Federal belt-tightening leads to job cuts
Civil servants at the federal Fisheries Department have been told their budget is being cut by $53 million as managers deal with last year's Conservative funding freeze in advance of deeper cuts to come.
Evidence of job losses across a number of federal departments is beginning to trickle out, with reports at Fisheries, Environment, Defence, the Bank of Canada and heritage institutions like the National Gallery and the Museum of Civilization.
Finance Minister Jim Flaherty is retabling a budget he says will be almost identical to the one he delivered just over two months ago before the minority government of Prime Minister Stephen Harper was defeated.
Harper has roared back with a majority election win and all eyes are now on the most opaque areas of the budgetary blueprint — deep cuts to government spending.
The Conservatives promised during the election to slash federal spending by $4 billion annually within four years, but no one has detailed what programs or services might come under the knife.
"Anybody who says you can't find money in Ottawa without cutting vital services to people simply is living in a fantasy world," Harper pledged on the campaign trail.
"That's not how government works. There are inefficiencies and it is your job to constantly find them."
But this is not the Conservative government's first spending review and a two-year freeze on budgets announced last year has already taken a bite from several departments for 2011-12.
Previously announced cuts and freezes will total $1.8 billion in savings annually by next year, according to a report from the parliamentary budget officer. Sources say employees at Fisheries were told last week their department is getting hit with $53 million in cuts, while Environment eliminated 50 contract positions, the Bank of Canada cut 33 workers and the National Gallery sent five curators packing.
Defence is poised to chop at least 2,100 positions over three years, according to media reports. Civilization has at least 10 positions on the block, say reports.
Former treasury board president Stockwell Day has said attrition from retiring public servants would account for virtually all the job reductions. But public service sources say the government counts everyone eligible to retire as part of the attrition number.
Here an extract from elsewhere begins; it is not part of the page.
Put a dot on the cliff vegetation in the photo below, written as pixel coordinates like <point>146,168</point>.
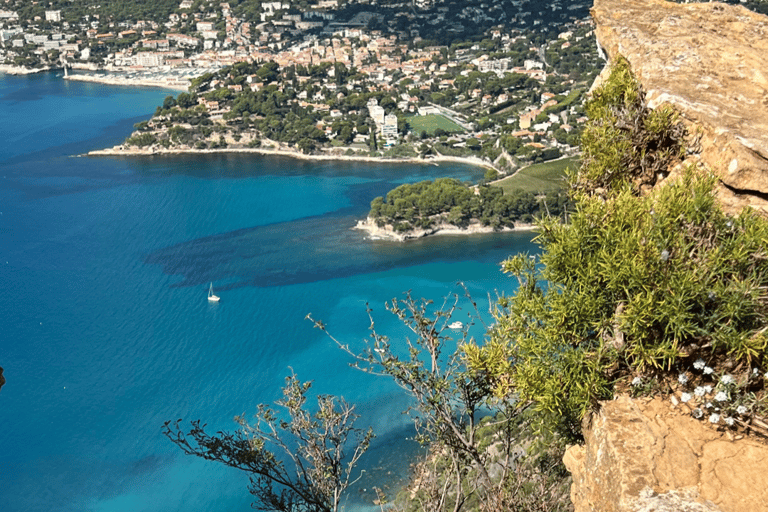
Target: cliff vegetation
<point>640,284</point>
When eligible individuals opt not to retire early, then layoffs ensue.
When Flaherty delivered his March 22 budget, top bureaucrats were at a loss to explain where future savings would come from, and referred all such questions to individual ministers.
In the speech from the throne last week to open the 41st Parliament, the government said it would undertake a strategic review of spending while "preserving transfers to individuals and provinces for essential things such as pensions, health and education."